Last month, the IRS issued Notice 2023-54, providing transition relief for certain required minimum distributions (RMDs) made, or to be made, for 2023. This relief is similar to that previously provided for 2021 and 2022 RMDs [see previous blog post].
The new guidance offers relief for certain participants who reached age 72 in 2023 (i.e., were born in 1951). The SECURE 2.0 Act of 2022 increased the RMD age from 72 to 73 starting on January 1, 2023. However, the law was passed at the very end of 2022, thus plan sponsors and providers may not have had sufficient advance notification to make changes to their operations and systems, causing RMDs to be made when they were not required. For distributions made between January 1, 2023, and July 31, 2023, to these affected participants, the IRS will not penalize responsible parties (plan administrators, payors, plan participants, IRA owners, and beneficiaries) who processed distributions as RMDs ineligible for rollover, when the distributions were not, in fact, RMDs because of the change in the RMD age.

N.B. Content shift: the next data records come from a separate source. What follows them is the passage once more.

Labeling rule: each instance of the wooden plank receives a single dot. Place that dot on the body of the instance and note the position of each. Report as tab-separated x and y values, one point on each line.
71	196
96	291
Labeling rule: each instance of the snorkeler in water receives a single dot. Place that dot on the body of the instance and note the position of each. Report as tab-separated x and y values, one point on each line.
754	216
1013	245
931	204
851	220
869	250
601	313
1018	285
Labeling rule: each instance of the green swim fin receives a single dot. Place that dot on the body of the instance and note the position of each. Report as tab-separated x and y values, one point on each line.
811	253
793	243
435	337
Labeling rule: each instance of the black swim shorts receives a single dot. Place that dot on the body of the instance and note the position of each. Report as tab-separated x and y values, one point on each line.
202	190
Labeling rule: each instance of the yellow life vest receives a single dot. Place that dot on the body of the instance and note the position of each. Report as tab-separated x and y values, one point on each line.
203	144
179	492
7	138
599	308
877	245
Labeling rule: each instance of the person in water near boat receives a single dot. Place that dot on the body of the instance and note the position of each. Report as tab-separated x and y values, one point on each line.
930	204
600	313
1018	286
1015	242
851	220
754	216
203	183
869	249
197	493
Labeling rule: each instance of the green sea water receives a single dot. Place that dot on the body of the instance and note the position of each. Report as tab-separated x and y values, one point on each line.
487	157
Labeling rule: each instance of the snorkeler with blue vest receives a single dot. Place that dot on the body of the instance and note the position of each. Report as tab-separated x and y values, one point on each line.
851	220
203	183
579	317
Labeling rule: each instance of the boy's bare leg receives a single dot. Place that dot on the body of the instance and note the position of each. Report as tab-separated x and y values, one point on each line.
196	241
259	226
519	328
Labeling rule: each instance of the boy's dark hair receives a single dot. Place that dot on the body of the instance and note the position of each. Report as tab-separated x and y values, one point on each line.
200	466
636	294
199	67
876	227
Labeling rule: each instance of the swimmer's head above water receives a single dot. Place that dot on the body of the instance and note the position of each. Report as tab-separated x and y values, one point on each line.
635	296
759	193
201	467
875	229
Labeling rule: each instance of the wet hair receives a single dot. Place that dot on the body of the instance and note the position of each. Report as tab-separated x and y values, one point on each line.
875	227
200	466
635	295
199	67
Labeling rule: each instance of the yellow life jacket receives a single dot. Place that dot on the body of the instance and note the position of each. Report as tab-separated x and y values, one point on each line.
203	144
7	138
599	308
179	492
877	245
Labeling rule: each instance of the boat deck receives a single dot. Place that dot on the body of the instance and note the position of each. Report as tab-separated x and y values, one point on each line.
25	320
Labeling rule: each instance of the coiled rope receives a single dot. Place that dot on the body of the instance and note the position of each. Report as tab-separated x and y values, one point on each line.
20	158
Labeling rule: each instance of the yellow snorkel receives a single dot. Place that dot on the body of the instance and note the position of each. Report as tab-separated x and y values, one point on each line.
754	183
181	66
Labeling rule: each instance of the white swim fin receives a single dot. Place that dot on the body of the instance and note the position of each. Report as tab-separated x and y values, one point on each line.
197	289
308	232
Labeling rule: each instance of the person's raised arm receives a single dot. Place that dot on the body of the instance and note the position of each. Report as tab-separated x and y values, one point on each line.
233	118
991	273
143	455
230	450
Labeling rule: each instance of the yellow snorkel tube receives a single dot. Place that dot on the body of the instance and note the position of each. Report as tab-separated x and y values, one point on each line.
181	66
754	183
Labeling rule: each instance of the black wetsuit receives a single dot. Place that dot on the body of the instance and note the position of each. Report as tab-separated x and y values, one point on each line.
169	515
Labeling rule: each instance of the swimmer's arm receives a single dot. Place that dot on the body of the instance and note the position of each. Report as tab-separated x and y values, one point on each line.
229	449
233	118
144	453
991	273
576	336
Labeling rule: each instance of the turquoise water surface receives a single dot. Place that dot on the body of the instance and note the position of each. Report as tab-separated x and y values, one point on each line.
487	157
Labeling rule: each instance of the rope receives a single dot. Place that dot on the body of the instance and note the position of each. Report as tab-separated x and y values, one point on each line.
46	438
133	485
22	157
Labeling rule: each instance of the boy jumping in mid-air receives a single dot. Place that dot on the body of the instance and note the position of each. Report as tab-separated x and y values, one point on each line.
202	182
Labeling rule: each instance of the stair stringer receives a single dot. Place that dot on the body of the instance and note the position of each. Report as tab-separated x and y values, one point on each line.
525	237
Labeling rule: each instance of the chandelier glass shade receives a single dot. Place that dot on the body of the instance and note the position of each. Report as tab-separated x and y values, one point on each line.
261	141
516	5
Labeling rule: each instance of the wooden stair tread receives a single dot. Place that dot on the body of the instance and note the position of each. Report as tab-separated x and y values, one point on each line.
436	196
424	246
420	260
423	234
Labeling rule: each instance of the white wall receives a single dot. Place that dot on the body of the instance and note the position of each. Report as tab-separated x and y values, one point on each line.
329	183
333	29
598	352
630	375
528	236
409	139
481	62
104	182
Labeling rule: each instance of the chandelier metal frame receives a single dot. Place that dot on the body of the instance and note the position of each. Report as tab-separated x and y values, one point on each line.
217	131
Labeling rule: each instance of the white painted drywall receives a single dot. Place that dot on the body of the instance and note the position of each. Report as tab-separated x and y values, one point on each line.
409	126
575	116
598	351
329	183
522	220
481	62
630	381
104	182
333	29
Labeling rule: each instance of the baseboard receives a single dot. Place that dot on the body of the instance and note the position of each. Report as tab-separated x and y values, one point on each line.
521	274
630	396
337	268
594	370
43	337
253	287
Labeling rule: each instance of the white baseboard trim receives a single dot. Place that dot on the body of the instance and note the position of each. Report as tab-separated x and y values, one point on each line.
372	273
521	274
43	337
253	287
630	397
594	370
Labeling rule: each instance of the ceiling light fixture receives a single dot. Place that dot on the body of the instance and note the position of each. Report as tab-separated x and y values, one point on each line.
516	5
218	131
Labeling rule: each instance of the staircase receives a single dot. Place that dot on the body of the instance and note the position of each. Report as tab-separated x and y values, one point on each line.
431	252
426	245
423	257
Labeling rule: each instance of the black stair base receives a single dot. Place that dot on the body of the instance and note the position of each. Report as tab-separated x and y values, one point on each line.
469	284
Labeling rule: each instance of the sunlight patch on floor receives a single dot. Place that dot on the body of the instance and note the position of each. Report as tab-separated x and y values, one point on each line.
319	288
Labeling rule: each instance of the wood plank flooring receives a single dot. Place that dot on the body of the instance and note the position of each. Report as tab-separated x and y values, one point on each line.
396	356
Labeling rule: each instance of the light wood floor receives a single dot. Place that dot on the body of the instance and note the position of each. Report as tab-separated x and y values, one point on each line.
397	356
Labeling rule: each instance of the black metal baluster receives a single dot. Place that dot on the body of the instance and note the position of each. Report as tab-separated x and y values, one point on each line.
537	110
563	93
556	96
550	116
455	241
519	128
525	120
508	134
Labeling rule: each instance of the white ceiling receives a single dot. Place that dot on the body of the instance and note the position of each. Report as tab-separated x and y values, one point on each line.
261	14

This relief also applies to distributions from IRAs made between January 1, 2023, and July 31, 2023, that were mistakenly treated as RMDs. These improperly treated distributions may be rolled over tax-free to a qualified retirement account or IRA by September 30, 2023, effectively extending the 60-day deadline for rollovers of certain distributions.
Additionally, the new guidance offers transition relief related to the 10-year rule introduced by the SECURE Act of 2019. The 10-year rule applies to beneficiaries who did not qualify as an Eligible Designated Beneficiary and requires that the remaining account be distributed within 10 years of the participant’s death. Many practitioners interpreted this rule in a similar manner to the 5-year rule that previously applied, which only required the entire account be distributed within five years and did not require annual RMDs. However, the IRS clarified in the proposed regulations issued in February 2022 that RMDs under the 10-year rule must be made yearly in addition to the entire account being distributed within ten years.
The IRS will not find any qualification failure or assess an excise tax for failure to make certain life expectancy RMDs in 2023 under the 10-year rule to beneficiaries of participants who died on or after their required beginning date in 2020, 2021, or 2022. The IRS had previously provided relief for failure to make these RMDs for 2021 and 2022.
Lastly, the new guidance clarifies that any final regulations implementing the RMD changes of the SECURE Act and SECURE 2.0 will apply for 2024 or later calendar years.